The dealer assured me that there was not a "spoiler delete" option, so I've accepted that my car will arrive with a spoiler. The dealer said the GM parts network could sell me a replacement trunk lid, but that it would automatically come with the spoiler mounting holes already drilled.

However, I understand that the Austrailian and English (Vauxhall?) versions of the Monaro are available without spoilers. Is there an overseas source for a new trunk lid without spoiler holes that will fit an 05 GTO?


----------



## Legionaire (Jan 23, 2005)

Tell your dealer he doesn't know what he's talking about there most definately is a spoiler delete option!!!!


----------



## Palmer (Sep 23, 2004)

You may want to check out this post.....

GTO Forum > New GTO Discussion > GTO General Discussion > Spoilerless ( Pics ) Yellow Jacket.. 56K beware


----------



## Legionaire (Jan 23, 2005)

Palmer said:


> You may want to check out this post.....
> 
> GTO Forum > New GTO Discussion > GTO General Discussion > Spoilerless ( Pics ) Yellow Jacket.. 56K beware



You wanna provide a link please i couldn't find that thread and am interested in reading it. Thanks


----------



## chris8299s (Dec 15, 2004)

http://www.gtoforum.com/showthread.php?t=1380&highlight=yellow+jacket


----------



## djdub (Oct 23, 2004)

Legionaire said:


> Tell your dealer he doesn't know what he's talking about there most definately is a spoiler delete option!!!!


I hope your being sarcastic.

There is most definitely not a spoiler delete option from the factory.


----------



## jerrybramlett (Feb 8, 2005)

*A little clarification*

I had given up looking for a way to delete the spoiler from my order, but maybe someone on this forum can teach me how. 

The Pontiac "Event Code" for the GTO rear spoiler is T43 for the 05 model build. The dealer could not find an override option code to delete this spoiler from an 05 GTO. *If any of you know such a code, please tell me exactly what it is and I will give it a try.*

This dealer also attempted to order my car in a blue interior / black exterior color combination, but he couldn't get the plant to accept it. Can anyone help with that option code?


----------



## Legionaire (Jan 23, 2005)

djdub said:


> I hope your being sarcastic.
> 
> There is most definitely not a spoiler delete option from the factory.


YOU are right and I apologize I was thinking hood soops and you were talking spoilers ! I apologize!


----------



## Xman (Oct 31, 2004)

Its not a big deal to remove it and if you don't want to pay the triple digit cost for a new lid shipped from overseas or for a body shop to cover them up, you can spend $15 for GM paint and plastic plugs from Ace Hardware and most people won't even know the car had one.


----------



## jag767 (Feb 8, 2005)

i order the cars for a dealor there is a hood scoop delete but thats it.. the factory 18's are on constraint but u dont want those anyway they are narrower 235's instead of the 245's. the appearence package is availible, the different exhaust that comes with it looks nice but is quiet as hell.


----------



## stucker (Sep 22, 2004)

The dealership I got mine from has an '05 on the lot.
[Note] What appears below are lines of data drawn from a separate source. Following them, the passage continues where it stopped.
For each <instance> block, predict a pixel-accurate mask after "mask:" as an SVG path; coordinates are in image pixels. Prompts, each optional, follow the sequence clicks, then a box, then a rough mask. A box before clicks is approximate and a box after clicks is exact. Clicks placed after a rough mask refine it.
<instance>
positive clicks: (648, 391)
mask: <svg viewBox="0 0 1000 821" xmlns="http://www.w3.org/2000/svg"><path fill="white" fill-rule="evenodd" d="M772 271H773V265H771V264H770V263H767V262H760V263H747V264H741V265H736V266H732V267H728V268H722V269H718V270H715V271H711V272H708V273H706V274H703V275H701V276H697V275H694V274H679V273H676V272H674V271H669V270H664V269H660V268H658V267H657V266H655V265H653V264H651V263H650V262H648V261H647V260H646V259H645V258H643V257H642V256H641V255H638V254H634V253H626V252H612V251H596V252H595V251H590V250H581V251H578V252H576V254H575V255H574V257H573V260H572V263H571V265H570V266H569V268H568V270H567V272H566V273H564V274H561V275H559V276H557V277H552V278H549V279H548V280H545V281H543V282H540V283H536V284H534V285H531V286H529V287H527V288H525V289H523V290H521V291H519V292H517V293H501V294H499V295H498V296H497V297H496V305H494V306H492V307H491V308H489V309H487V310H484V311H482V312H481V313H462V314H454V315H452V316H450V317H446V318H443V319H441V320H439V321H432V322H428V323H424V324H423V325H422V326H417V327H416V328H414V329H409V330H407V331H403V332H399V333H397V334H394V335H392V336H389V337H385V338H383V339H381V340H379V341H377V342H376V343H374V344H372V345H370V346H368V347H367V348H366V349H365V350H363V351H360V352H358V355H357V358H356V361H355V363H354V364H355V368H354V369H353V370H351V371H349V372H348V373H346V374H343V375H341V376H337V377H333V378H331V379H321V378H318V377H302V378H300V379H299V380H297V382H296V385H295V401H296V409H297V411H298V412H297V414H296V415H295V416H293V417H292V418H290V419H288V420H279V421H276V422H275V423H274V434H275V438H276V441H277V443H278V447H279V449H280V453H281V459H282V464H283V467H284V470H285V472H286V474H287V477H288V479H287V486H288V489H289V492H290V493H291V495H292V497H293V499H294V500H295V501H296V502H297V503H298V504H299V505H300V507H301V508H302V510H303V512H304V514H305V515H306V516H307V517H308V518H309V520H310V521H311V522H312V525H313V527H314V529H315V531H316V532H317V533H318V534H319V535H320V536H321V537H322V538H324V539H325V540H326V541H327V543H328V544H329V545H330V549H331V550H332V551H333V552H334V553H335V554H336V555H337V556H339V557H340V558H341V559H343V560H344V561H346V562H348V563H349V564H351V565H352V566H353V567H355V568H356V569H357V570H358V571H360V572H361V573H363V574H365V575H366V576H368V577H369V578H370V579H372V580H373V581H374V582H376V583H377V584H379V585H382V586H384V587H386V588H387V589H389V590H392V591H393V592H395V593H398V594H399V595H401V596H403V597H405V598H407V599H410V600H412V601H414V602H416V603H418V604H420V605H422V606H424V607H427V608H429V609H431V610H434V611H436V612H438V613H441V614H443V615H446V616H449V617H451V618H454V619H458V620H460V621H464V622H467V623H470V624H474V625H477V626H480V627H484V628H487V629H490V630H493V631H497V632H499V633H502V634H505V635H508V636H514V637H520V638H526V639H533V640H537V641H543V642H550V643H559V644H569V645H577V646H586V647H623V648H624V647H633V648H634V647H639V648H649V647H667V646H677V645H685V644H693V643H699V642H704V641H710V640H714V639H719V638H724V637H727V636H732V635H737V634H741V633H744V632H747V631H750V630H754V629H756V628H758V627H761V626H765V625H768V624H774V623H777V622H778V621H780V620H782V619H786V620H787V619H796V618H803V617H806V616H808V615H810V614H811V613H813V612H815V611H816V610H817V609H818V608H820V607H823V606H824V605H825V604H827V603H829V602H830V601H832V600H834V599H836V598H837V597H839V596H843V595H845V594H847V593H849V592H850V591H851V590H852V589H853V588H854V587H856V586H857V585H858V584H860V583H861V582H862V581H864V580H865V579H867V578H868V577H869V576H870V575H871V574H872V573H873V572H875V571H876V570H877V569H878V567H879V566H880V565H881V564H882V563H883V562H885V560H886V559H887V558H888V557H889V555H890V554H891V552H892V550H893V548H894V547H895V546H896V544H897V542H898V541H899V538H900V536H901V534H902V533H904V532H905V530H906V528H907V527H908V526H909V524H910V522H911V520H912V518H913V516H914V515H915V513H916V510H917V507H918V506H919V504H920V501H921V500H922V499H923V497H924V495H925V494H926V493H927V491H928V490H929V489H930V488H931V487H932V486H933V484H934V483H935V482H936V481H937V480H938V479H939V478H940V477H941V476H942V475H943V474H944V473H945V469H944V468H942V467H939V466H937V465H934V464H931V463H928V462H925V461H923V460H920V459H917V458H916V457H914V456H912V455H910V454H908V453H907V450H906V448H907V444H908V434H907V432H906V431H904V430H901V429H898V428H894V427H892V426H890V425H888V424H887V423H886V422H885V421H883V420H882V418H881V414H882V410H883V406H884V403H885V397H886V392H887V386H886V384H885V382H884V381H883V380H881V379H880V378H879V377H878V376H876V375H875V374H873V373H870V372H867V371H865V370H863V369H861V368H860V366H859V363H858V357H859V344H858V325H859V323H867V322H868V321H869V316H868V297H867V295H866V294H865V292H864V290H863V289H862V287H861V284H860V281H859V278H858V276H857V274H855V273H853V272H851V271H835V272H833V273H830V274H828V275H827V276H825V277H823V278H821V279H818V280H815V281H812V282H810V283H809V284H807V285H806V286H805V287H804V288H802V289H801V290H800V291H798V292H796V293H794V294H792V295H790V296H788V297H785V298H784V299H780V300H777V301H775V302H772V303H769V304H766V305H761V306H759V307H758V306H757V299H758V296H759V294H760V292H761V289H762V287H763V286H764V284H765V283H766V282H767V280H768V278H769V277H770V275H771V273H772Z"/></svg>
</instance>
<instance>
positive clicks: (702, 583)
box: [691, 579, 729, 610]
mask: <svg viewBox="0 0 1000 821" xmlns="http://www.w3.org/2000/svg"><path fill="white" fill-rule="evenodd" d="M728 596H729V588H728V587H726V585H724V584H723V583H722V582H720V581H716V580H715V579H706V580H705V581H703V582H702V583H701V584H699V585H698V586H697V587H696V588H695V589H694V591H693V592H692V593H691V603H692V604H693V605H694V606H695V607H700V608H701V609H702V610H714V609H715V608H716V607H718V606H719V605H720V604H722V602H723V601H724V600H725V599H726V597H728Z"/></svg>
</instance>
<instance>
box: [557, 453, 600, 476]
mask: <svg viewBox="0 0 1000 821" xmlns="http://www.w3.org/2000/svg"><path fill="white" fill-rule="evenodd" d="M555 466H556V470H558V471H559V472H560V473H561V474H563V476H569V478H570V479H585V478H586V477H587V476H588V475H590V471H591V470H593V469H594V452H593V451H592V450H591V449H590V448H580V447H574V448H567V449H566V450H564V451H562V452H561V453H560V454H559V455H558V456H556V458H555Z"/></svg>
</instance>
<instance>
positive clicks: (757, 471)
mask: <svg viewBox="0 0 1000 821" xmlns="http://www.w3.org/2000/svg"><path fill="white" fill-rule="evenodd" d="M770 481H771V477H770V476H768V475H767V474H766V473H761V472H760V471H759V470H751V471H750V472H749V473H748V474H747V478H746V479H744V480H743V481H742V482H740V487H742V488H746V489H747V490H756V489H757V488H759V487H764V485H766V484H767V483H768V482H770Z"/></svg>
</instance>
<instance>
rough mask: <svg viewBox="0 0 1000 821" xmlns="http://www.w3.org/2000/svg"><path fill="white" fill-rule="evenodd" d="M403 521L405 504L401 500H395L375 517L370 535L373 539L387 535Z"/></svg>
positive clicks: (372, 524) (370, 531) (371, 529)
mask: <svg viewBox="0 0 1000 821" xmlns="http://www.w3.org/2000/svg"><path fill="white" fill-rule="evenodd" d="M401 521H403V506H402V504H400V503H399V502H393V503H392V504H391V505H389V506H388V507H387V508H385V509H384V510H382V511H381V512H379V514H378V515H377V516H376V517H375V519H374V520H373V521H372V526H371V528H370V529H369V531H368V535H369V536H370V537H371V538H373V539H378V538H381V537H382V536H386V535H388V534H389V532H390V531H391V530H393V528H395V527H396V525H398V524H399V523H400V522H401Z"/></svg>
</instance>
I was looking at it and noticed it had a different spoiler than my '04. Not sure if all '05s come with this spoiler or if it was a dealer install. It looked really sharp, I'm going to look into getting one for mine. I'll see if I can find a pic.


----------



## stucker (Sep 22, 2004)

Here it is.










Sweet huh!


----------



## jag767 (Feb 8, 2005)

thats the gm kit for the car it is pretty nice and its an option through the parts dept. 3200 is msrp


----------